I am not sure what distinguished this as the Ladies’ Border. Yes, the vegetation was as lush, aromatic, exotic and fascinating as most of the ladies I know. I could see a few of us strolling along the border with parasols, spreading evil rumors about some of the men we know.  I’ve been reading Anthony Trollope, and the Ladies’ Garden could have jumped out of some of the great satirist’s pages. Actually, it was designed and created by landscape architect Ellen Biddle Shipman in 1920.

It was getting late. We headed for the exit. And there they  were, suddenly, with no helpful identifying placard: the carpet of bluebells, vivid beneath a massive old hackberry tree. They had “popped up” by the parking lot, and nobody but us was paying them any mind. They were a surprise, like all precious things.

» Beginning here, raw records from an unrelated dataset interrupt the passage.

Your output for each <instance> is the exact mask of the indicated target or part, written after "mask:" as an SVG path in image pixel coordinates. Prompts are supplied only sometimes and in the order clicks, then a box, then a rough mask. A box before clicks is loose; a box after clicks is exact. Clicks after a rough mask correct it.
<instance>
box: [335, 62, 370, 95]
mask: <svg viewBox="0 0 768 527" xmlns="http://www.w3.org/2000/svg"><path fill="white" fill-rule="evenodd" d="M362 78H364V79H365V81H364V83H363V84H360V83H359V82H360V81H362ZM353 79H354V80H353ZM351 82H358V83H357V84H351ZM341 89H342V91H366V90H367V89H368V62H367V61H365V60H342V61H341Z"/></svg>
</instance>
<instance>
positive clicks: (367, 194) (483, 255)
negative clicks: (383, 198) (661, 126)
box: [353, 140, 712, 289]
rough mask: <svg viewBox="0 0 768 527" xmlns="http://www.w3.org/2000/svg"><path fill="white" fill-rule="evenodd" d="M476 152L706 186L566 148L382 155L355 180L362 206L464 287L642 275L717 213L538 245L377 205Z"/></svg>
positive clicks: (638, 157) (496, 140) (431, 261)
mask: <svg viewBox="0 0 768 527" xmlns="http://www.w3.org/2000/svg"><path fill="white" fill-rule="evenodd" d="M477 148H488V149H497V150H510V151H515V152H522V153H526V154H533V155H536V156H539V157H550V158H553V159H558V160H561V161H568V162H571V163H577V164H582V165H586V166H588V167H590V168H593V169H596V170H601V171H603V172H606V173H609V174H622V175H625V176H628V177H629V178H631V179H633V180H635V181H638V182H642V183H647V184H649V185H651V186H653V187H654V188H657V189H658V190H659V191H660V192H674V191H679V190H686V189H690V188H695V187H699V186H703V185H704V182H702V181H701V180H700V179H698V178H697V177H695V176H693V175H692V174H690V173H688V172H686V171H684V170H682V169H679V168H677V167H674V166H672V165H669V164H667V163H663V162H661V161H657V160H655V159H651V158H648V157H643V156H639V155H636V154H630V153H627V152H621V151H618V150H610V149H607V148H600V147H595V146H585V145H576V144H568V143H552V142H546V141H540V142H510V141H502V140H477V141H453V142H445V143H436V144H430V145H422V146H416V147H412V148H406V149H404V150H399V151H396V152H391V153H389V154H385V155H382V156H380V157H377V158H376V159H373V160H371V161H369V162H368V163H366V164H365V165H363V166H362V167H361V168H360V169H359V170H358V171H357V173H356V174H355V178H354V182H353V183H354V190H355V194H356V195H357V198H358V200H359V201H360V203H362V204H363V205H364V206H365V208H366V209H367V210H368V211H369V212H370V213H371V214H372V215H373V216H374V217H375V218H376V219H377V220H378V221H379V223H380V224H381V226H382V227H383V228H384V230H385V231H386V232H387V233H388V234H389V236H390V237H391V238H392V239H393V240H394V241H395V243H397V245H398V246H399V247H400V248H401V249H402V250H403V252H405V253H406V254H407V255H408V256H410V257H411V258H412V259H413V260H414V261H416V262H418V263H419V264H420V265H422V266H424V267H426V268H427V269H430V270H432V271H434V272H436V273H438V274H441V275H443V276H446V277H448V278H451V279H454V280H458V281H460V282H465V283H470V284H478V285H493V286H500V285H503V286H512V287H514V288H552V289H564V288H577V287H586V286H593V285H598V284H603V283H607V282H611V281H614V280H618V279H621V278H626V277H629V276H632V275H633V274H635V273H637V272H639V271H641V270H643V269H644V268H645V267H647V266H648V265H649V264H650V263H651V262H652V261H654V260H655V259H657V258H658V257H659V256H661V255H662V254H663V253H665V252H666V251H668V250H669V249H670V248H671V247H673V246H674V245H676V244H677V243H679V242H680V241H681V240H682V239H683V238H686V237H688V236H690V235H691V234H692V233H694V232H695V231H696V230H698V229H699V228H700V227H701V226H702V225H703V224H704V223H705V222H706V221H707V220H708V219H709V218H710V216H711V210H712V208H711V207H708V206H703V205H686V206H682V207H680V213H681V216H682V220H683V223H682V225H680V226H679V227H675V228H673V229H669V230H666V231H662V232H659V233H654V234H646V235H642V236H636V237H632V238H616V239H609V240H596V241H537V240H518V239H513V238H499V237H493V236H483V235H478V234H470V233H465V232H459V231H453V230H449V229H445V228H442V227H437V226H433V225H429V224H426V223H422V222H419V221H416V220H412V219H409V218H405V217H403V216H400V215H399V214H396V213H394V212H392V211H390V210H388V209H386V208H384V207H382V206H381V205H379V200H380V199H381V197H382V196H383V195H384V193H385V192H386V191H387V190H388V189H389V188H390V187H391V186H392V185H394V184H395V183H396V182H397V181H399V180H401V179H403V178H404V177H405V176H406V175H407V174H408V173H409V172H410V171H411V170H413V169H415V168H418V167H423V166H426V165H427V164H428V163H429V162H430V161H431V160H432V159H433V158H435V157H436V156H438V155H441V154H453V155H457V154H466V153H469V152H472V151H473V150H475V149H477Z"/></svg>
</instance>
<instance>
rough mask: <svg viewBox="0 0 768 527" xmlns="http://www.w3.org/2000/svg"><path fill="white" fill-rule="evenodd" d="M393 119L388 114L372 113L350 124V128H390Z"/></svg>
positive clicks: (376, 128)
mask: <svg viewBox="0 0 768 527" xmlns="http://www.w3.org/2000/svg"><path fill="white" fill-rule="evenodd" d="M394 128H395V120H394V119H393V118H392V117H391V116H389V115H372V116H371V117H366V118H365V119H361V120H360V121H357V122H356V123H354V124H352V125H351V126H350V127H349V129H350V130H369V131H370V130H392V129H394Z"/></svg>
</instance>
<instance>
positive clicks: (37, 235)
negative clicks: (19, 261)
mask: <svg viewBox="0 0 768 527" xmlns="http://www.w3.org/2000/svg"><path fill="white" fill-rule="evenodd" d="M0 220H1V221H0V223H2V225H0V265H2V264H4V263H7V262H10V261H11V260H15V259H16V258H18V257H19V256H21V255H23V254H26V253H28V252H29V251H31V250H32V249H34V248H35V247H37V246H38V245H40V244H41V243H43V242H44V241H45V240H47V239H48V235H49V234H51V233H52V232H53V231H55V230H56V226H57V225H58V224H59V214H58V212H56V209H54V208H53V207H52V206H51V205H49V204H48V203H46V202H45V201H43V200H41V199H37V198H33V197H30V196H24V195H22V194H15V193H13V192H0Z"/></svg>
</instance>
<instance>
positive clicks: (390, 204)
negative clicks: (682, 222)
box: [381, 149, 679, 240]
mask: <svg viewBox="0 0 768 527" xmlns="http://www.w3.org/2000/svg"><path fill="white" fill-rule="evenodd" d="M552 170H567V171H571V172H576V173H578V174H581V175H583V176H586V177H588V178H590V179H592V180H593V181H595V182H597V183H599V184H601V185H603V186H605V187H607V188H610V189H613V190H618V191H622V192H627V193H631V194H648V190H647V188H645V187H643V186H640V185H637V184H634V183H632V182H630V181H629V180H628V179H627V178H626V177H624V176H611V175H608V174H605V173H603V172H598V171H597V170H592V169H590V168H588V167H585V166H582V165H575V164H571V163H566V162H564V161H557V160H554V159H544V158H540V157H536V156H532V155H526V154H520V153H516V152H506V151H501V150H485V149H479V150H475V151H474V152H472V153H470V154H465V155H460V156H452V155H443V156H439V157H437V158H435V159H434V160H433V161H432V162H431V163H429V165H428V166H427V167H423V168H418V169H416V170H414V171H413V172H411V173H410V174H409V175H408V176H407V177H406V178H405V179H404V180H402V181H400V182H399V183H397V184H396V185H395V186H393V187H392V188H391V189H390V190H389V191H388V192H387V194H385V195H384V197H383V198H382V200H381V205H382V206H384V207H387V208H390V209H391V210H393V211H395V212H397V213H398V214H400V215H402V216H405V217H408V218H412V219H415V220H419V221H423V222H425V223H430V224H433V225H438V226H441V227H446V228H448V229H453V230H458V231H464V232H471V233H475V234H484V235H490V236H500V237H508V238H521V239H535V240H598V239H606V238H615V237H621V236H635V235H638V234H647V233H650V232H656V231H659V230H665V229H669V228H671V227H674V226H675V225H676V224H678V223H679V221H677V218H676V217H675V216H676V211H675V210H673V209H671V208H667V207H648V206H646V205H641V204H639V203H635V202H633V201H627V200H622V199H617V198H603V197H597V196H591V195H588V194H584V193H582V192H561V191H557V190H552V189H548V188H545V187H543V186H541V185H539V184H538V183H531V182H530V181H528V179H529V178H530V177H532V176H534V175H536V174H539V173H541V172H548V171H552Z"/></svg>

I wanted to hear Emmy Lou Harris and Willie Nelson sing so plaintively on Gulf Coast Highway, a song that references another blue flower, the bluebonnet of Texas. I think I thought that’s what I was going to see at NYBG. The duet tells the story of “this old house here by the road” and the couple that spend their life there, and the chorus repeats:

And when we die

We say we’ll catch some blackbird’s wing

We will fly away to heaven

Come some sweet blue bonnet spring

So sad, so beautiful. The Texas blue bonnet was named for its shape, which resembled the bonnets worn by hardworking pioneer women to shield their faces from the sun. How would they have liked the Ladies’ Border or the bluebells we finally found?